First I carefully harvested all major feature requests from our 2005 survey data (yes, your voice is heard :) and compiled a nice OpenOffice.Org Calc table. The rows consist of the following:
- relative weight (determined from the number of requests)
- estimated cost
- realistic estimated cost (optimistic cost multiplied with the very optimistic number of 1.8)
- relative price/value ratio (calculated from cost/weight)
- feature name
Now I am at the second step, which means that I am considering to throw away the rating part of my highly scientific table and trust myself that I can pick up the features needed by the users, just likely I did previously. Tables just do not seem to work, even if they are beautified and professional-looking, because they barely have any intuition.

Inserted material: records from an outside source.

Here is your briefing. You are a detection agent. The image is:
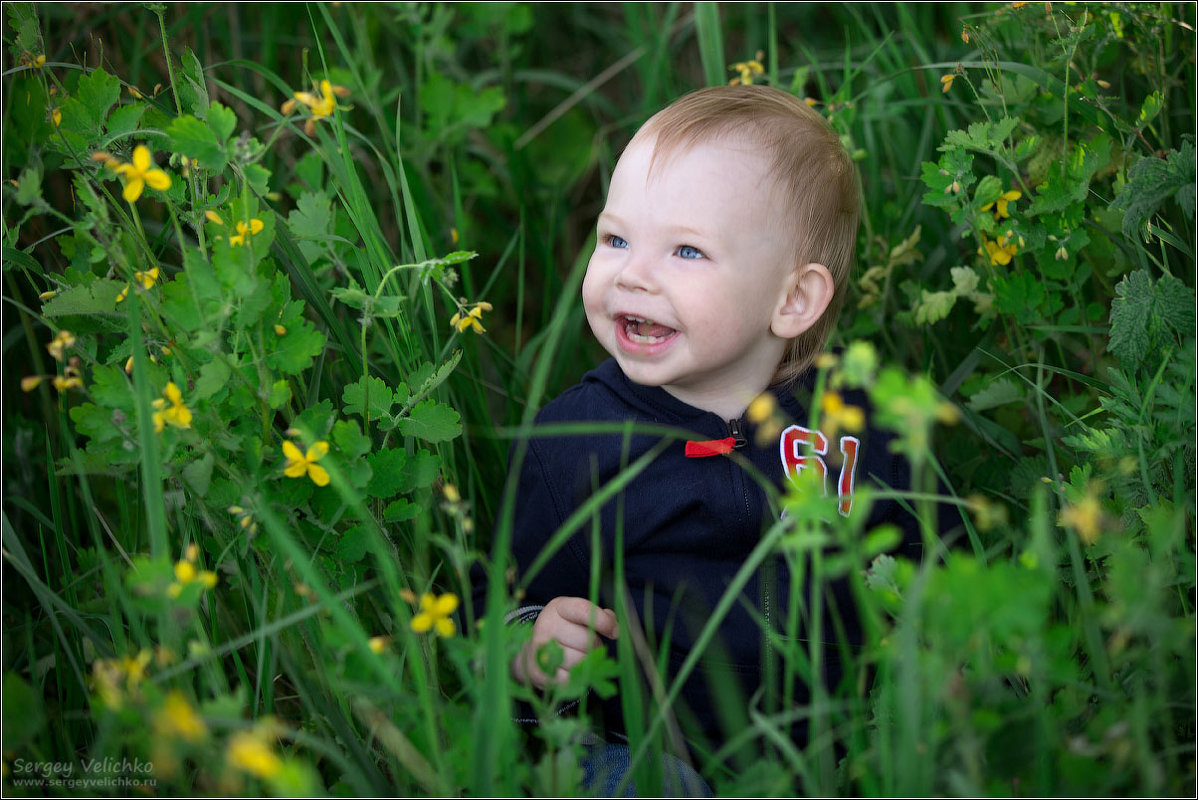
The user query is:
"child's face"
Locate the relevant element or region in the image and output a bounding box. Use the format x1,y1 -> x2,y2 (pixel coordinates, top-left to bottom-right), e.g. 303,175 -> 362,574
582,133 -> 794,417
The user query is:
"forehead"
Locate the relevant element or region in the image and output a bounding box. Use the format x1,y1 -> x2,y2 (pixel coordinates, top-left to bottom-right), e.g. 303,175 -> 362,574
609,135 -> 775,204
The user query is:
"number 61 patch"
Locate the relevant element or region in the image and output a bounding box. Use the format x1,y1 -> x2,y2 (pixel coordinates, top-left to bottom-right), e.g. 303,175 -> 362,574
779,425 -> 861,516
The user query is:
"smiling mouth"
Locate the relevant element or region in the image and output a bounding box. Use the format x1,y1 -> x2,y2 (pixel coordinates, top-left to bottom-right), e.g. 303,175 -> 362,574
618,314 -> 678,345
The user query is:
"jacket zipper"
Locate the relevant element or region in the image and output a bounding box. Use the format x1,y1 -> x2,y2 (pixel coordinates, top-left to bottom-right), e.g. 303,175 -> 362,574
728,419 -> 779,710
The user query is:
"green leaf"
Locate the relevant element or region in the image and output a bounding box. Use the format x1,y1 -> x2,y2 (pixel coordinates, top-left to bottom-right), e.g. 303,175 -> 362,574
167,113 -> 228,172
337,525 -> 371,563
967,377 -> 1025,412
183,450 -> 216,497
74,69 -> 121,128
939,116 -> 1019,153
992,272 -> 1046,325
1108,269 -> 1194,368
108,103 -> 146,139
399,400 -> 461,443
341,375 -> 395,419
175,48 -> 208,119
2,672 -> 46,752
42,279 -> 125,317
242,164 -> 271,194
266,320 -> 325,375
17,166 -> 42,206
382,497 -> 423,522
87,364 -> 134,412
288,192 -> 333,239
207,102 -> 237,145
367,449 -> 411,497
266,378 -> 291,408
1111,141 -> 1196,241
915,289 -> 957,325
192,358 -> 232,400
333,419 -> 370,460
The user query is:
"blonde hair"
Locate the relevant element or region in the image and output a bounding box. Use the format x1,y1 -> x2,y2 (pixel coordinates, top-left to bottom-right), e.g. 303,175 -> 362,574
634,85 -> 861,383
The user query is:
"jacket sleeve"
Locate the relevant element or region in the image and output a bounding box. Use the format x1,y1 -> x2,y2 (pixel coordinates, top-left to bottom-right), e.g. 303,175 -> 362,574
473,438 -> 589,622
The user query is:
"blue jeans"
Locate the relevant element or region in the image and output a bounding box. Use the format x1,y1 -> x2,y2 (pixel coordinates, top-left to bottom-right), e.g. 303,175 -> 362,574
581,743 -> 715,798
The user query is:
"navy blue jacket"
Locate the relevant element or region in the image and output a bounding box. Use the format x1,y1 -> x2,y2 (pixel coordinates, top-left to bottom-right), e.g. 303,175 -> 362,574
491,359 -> 920,744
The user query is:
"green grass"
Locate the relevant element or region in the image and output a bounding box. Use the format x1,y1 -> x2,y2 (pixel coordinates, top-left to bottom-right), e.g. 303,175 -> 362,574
2,2 -> 1196,796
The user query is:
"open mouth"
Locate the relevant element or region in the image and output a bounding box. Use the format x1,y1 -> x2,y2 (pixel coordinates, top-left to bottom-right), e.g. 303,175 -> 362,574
618,314 -> 678,345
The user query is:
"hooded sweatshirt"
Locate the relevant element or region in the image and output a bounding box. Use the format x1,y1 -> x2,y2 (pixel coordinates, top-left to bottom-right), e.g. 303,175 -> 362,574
493,359 -> 934,745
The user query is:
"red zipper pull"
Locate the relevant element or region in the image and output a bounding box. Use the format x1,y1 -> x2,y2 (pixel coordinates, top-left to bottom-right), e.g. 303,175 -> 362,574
686,419 -> 749,459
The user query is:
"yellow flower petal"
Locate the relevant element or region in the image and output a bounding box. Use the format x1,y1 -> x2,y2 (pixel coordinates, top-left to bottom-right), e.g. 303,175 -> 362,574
145,169 -> 170,192
133,145 -> 153,172
121,177 -> 146,202
308,463 -> 329,486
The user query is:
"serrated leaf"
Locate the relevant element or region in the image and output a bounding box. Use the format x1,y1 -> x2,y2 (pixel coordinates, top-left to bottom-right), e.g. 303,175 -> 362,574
242,164 -> 271,194
399,400 -> 461,443
333,419 -> 370,461
266,320 -> 325,375
341,375 -> 395,419
207,102 -> 237,145
1111,141 -> 1198,241
108,103 -> 146,138
74,69 -> 121,127
367,449 -> 411,497
382,497 -> 424,522
915,289 -> 957,325
949,267 -> 978,297
42,279 -> 125,317
167,113 -> 228,172
966,377 -> 1027,412
175,47 -> 208,119
87,364 -> 134,411
337,525 -> 370,563
266,380 -> 291,408
288,192 -> 333,239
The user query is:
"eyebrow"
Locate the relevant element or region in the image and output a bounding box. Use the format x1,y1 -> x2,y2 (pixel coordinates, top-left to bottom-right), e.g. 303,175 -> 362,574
595,211 -> 706,238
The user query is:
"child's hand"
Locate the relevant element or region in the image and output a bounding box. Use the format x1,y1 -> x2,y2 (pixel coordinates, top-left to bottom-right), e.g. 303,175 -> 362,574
512,598 -> 619,689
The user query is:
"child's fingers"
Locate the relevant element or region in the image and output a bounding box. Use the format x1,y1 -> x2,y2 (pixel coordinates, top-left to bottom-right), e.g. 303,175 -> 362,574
555,598 -> 619,638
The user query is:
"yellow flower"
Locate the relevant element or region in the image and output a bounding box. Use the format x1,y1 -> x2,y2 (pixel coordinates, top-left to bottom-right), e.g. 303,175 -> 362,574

Anyhow, estimations were useful. For example, I have learned that I will need 593 optimistic and 949 realistic days to implement the features requested, which means that we can complete all requests in 3 to 5 years.
Cool! Impossible is our business, I cannot wait to get started :)
posted on October 20th, 2005 @ 06:32 pm GMT+0000
Now Scotty would do it in 1 year ;-)
posted on October 21st, 2005 @ 07:56 am GMT+0000
Are you sure? :) Remember the scene when Scotty tried to communicate with a 20th century computer by _talking to the mouse_ :)
posted on March 20th, 2006 @ 09:40 am GMT+0000
[...] Well, this had to come. When we compiled the feature set for ORF 3.0, my estimation for Reporting was 35-49 days—making it the biggest single feature we ever added to ORF. This estimation assumed that reports will be generated from the current logs, but later several problems were identified with this concept. We faced with a decision: either we will generate reports that A) are useful, or just generate B) some eye-candy summary. We decided to go with the option A), which required a new logging medium and lots of related work, doubling the resources needed. This is reflected in development: we are about to reach the 49 days limit and Reporting is about halfway to be completed. [...]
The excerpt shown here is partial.